NFA/CFTC exemption question

Discussion in 'Professional Trading' started by Epic, Apr 15, 2011.

  1. If an advisory service of any kind were promoting itself as a trade-along operation for others to follow with intent to profit, then that falls under the CTA ruling umbrella. Most signal advisory attempts try to fit within the educational = entertainment exemption with mandated CFTC disclaimers in place.

    imo a signal service = trade-along advisory is realistically impossible to succeed with. No individuals can or will blindly follow someone else' trade signals and execute profitably over time.

    It has never been done and will never be done purely from a human nature aspect. But for those who seriously attempt to make that work, they are advising others on specific trade recommendations, which in turn mandates CTA status and full compliance.
    #31     Apr 17, 2011
  2. Epic


    I think you are misinterpreting me. I'm not starting a fund. Not even sure that I would be interested in it. So it isn't like I'm not interested in others experiences. I most certainly am interested. But nobody here is sharing their actual experiences.

    You are telling me that I am technically correct in my readings of the regs, but then implying that there are some unwritten rules that apply in real life. I doubt that is the case. A person cannot lose a lawsuit on the grounds that they didn't follow an unwritten law.

    So if you are implying that you have personal experience with actual situations in which a manager was punished for following only the minimum requirements, then I would love to hear them. I'm not advocating a complete avoidance of professional help. Quite the contrary, this thread was started specifically because the information from several different professionals was incorrect.

    So the point is, if the CFTC, NFA, and SEC specifically state that a certain document is not necessary, then you are not at all liable for not providing it. If you are going to claim the contrary then the burden of proof is on you. And I can't just trust that it is so because your lawyer said so.
    #32     Apr 17, 2011
  3. Find a qualified lawyer who says that your investors can’t sue you and win when those investors write their checks directly to you so you can do anything with the money, then pool it together, without you providing any disclosure documents, subscription or operating agreements, then you can make that silly statement.

    Having worked with thousands of traders, and having been an executive at a hedge fund I am very familiar with how investors act in a variety of circumstances, and how no trader is perfect. At some point something will happen to not make the investor happy and if everything was not laid out in proper legal form then you will be in trouble. If your only investors are your family and friends who you know will never sue you, then you just risk them not liking or trusting you anymore.
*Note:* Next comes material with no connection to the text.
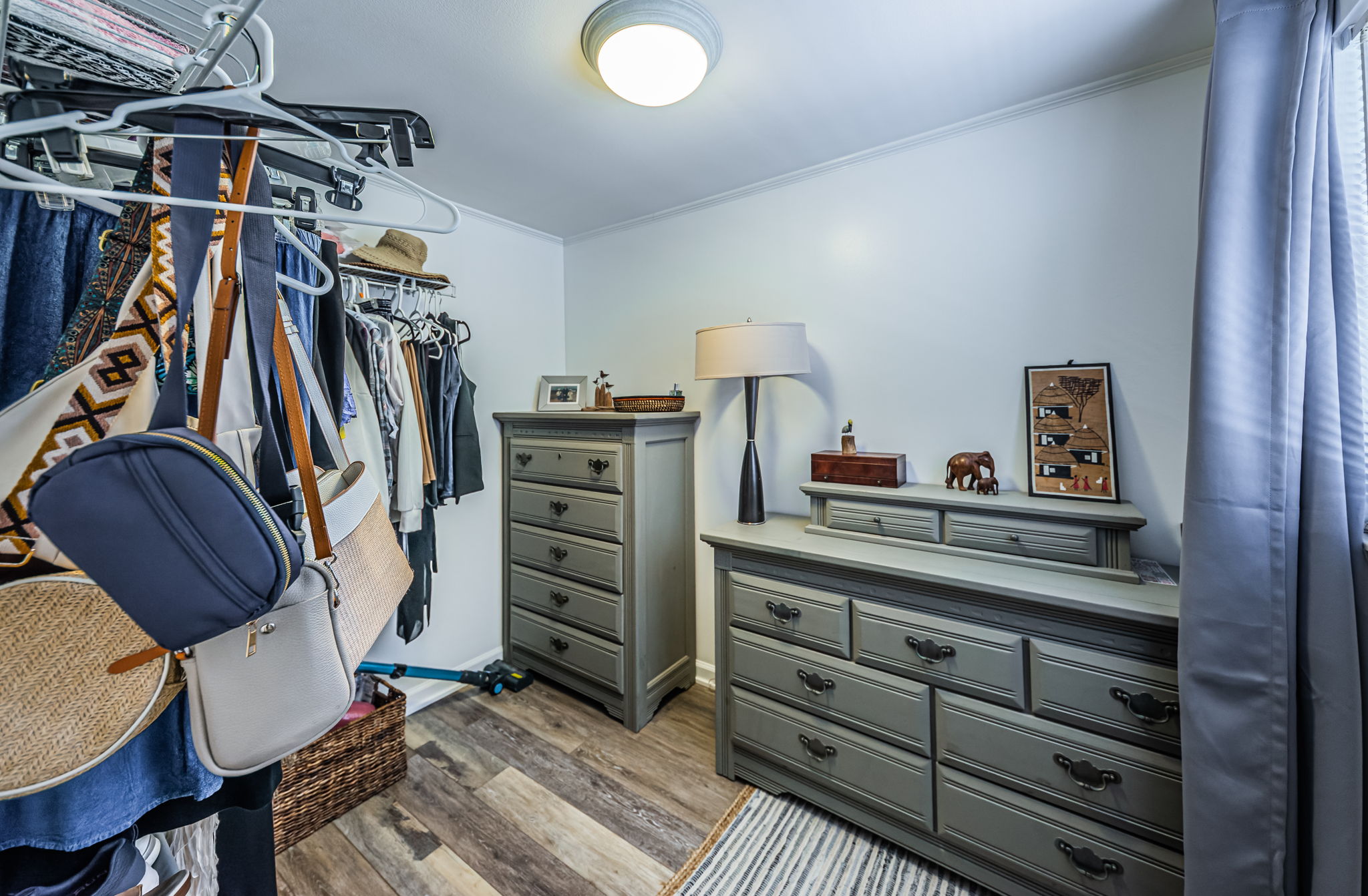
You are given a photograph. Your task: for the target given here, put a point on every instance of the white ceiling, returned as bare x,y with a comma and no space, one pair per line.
527,132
    But like I said, go ahead and do it, then you will see. The fact that you think following the basics of a CFTC exemption somehow creates a magic shield from your investors coming after you is ludicrously naïve.

    So far you have said that people can live on the equivalent of $20k per year (what someone can make managing 400k), and that investors are magically barred from suing you because you fall under a certain exemption. This is me throwing up my hands and shaking my head in resignation; come back and start a thread on how it goes if you ever do it. By the way, any 6 year old can read the exemptions and know that the 400k limit is for contributions not for eventual AUM, so I would suggest you list the names of the people who told you that so we can all know to avoid them.
    #33     Apr 17, 2011
  4. Epic


    Wow, can't figure out why you are getting all worked up.

    First, I never said investors could write checks to me and I could do anything with the money. That is a straw man and you know it is. I claimed that if a person follows the requirements of the CFTC, NFA, and SEC then they are doing what is required. Are you claiming that managers are held accountable for additional requirements? If so, can you please provide reference?

    Second, I clearly stated that I'm not advocating avoidance of proper professionals, but you seem to think that I am. Obviously a manager should still ensure that the entity is setup correctly and take seriously all the regulatory requirements.

    I also never said that someone could live off 20K annual. Again that is just a straw man. I simply said that the statement,"nobody can live off 2/20 from 400K" is debatable. But instead said that most people cannot. Which I believe is a much more accurate statement.

    As for your last statement, where should I start? The first three responses to the thread stated that I was wrong for thinking it was referring to contributions and not AUM. As Nazzdac referenced, the company Miramarresearch that specializes in setting up these structures also supports that view. So your assertion that a 6yo can understand it, might be an incorrect assumption.

    But I'm still wondering why you are so worked up as to feel the need to throw out so much condescension?!? :confused:
    #34     Apr 18, 2011
  5. RDPoS


    Just when this was getting good, everyone took their ball and went home. How about an update?